For nearly 10 years, I’ve run a doctor suicide helpline. Most frequent question I get: WHY?
Short answer: I was a suicidal doctor and I survived.
This year I wrote my memoir. Now I’ve got way more insight.
Here’s my mom’s favorite quote: Those who fail to learn from history are doomed to repeat it.
Here’s the version she wrote across the drywall before she left Dad: Those who do not remember the past are doomed to relive it!!” (see video)
I’d never seen graffiti inside a house. Not in our neighborhood. Do all psychiatrists scribble on the walls with their kids’ Magic Markers? Or just Mom? On the surface, Mom was warning Dad of our impending exodus. But what if her words were meant for all of us? What if I lack understanding of my own past, and my lack of insight has led to habituated behaviors that no longer serve me? As a control freak I’d like to at least voluntarily choose my behaviors rather than be doomed to unconsciously repeat the familiar psychopathies of my past. I’d also like to fully unpack my obsession with physician psychology and suicidality.

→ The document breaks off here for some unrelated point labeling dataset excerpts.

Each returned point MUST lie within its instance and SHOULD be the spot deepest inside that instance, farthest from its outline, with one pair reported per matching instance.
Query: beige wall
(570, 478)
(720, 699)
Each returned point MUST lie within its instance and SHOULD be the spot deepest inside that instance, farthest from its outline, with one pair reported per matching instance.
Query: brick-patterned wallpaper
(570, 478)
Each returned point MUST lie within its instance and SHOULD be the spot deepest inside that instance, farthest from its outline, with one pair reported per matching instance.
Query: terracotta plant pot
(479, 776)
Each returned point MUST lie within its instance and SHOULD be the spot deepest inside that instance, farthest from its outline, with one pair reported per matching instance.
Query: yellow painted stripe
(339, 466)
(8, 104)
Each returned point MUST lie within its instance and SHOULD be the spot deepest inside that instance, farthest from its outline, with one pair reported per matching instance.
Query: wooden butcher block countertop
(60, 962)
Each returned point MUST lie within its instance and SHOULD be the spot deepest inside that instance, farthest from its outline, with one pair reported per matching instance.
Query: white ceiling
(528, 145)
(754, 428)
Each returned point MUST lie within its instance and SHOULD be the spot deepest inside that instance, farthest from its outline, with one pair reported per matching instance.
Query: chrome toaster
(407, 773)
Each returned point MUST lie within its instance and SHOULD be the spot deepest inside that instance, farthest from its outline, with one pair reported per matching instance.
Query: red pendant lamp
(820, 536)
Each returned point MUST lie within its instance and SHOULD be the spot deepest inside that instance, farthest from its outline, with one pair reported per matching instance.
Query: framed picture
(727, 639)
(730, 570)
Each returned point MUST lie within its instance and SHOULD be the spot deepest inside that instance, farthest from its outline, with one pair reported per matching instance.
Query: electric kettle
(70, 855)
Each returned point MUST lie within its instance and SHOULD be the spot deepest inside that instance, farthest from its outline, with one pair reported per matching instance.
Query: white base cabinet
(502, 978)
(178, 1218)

As a child, my primary parental figures were Mom (a psychiatrist) and Dad (a philosophy major turned pathologist). I also spent years without Dad while living with Mom and her lesbian partners, one year with Vera (a psychiatric social worker) and four years with Elena (a child psychotherapist).
Since I was raised by a suicidal psychiatrist, a psychiatric social worker (who died by suicide), a child psychotherapist, and a philosophy major with failed marriages to two psychiatrists, a psychiatrist friend suggested I read Children of Psychiatrists and Other Psychotherapists—the first book to “explore the paradox”— of why “the very group of people who ought to be the best prepared for raising sane, mature, ‘normal’ children is reputed instead to fail at a spectacular and grotesquely comical scale.”
I’ve read the book three times and stalked the author to thank him by phone. Now I get why I’m trying to save doctors’ lives. To survive my childhood, I had to master physician psychology—to save my physician parents from their own psychopathologies. Now I’m helping my colleagues.
I guess my history IS repeating itself.
Repetition compulsion is a defense mechanism in which we unconsciously & habitually repeat an event over and over again—until we consciously decide to stop. So why compulsively repeat our most painful events? In our quest to gain a belated mastery over our own trauma, we yearn to relive it so we can finally create what we’ve always yearned for—a happy ending.
It’s why my dad married two psychiatrists.
It’s why I’m compulsively helping doctors.
I’m just trying to have a happy ending.
If I can help save a doctor, maybe I can somehow save my parents.